Here's what he reported to us: "I was surprised by the appointment of Volodymyr Vasenin to the position of Deputy Prosecutor of the Dnipropetrovsk Region. I know him personally, as he worked for several years in my hometown of Dniprodzerzhynsk as Deputy Prosecutor, and also served as the city's acting prosecutor for a long time. Mr. Vasenin is obliged to combat corruption in government. However, during his years of 'fruitful' work, he not only failed to hold a single official accountable, but also successfully defeated a number of criminal cases involving the embezzlement of approximately 10 million hryvnias of budget funds and the dispossession of hectares of land."

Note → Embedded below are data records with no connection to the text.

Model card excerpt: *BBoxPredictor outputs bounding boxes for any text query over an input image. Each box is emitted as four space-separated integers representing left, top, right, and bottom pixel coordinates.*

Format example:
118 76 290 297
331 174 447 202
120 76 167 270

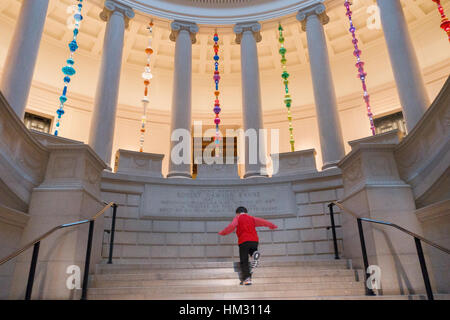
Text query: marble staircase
88 260 365 300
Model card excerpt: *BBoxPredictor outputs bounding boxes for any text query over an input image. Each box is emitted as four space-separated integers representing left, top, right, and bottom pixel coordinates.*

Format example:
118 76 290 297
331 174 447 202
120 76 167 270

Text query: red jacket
219 213 278 244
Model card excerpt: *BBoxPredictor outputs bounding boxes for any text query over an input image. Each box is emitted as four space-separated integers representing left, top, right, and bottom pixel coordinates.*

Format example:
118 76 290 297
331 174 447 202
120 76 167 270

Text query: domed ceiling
100 0 318 25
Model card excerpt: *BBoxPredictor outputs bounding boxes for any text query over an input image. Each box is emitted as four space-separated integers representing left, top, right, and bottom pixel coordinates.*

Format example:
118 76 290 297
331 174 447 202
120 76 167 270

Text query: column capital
169 20 198 44
233 21 262 44
99 0 134 28
297 3 330 31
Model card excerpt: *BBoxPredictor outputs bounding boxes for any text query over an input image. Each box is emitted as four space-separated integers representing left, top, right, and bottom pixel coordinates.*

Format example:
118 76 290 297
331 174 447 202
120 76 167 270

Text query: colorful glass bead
62 66 76 76
278 24 295 152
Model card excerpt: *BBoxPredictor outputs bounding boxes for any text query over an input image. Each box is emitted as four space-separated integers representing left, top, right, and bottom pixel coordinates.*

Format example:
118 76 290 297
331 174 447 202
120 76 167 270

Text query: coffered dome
89 0 317 25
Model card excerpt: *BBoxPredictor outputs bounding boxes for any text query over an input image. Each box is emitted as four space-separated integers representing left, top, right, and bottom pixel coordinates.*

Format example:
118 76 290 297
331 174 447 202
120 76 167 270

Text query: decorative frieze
297 3 330 31
271 149 317 177
99 0 134 28
114 149 164 178
234 21 262 44
169 20 198 44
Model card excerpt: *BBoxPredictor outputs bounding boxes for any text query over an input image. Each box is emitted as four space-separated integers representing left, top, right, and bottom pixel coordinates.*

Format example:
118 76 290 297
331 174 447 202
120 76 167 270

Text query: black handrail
0 202 117 300
328 201 450 300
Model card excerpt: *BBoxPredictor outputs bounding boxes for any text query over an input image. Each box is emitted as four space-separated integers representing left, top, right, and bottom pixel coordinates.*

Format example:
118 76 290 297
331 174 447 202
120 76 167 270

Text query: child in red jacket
219 207 278 286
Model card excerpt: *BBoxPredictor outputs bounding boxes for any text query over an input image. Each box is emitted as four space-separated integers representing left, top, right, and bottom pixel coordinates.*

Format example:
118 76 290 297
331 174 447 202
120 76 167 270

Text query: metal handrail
0 202 115 266
332 201 450 254
328 201 450 300
0 202 117 300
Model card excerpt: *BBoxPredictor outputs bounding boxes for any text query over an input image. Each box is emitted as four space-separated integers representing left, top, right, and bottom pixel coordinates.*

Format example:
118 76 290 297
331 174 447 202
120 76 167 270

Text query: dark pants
239 241 258 280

The people are also harassing another deputy regional prosecutor: the newly appointed Roman Soskov, according to the public, is also asking for lustration. The prosecutor gained his fame as the head of one of the departments during Vladimir Shuba's tenure.
Back then, Shuba was defending his business interests as prosecutor, while Soskov was promoting his boss's initiatives for the people. In 2011, under the patronage of Viktor Pshonka, Soskov became prosecutor in the Amur-Nizhnedniprovsky district of Dnipropetrovsk. Here, his prosecutorial duties were directly linked to working for the authorities, and it was thanks to Soskov that Yevhen Morozenko, a member of parliament from the Party of Regions, built an entire palace on the left bank of the Dnieper (the mouth of the Shpakova River), taking away from the city's residents a public beach that had existed for decades.
Only the new deputy, Nikolai Gornostaev, has not yet been caught up in the corruption scandal; both the press and the "lustrators" are still silent about the possible blemishes on his prosecutorial uniform.
Meanwhile, while the "lustrators" are demanding the impalement of regional prosecutor Roman Fedyk and his new deputies, the prosecutor's "Boomer," with a trunk full of Lava, is leisurely driving along the well-trodden prosecutorial path. He fears neither the traffic cops nor the lustrators, and for now, the oligarch Kolomoisky isn't a threat either...
In connection with the above, the Prosecutor's Truth has a number of questions:
— How did Roman Fedyk earn his living since 2010, after leaving the prosecutor's office?
— Doesn't Vitaly Yarema find it embarrassing that he has replaced the lustrated prosecutors with those whom the people accuse of corruption?
— What role does Yarema play in the dirty game of Benya Kolomoisky and prosecutor Fedyk?
How did Deputy Regional Prosecutor Oleg Gladkikh, with his remarkable family income, manage to acquire several expensive cars and three apartments?
— So which way is Fedika's "prosecutor's boomer" heading?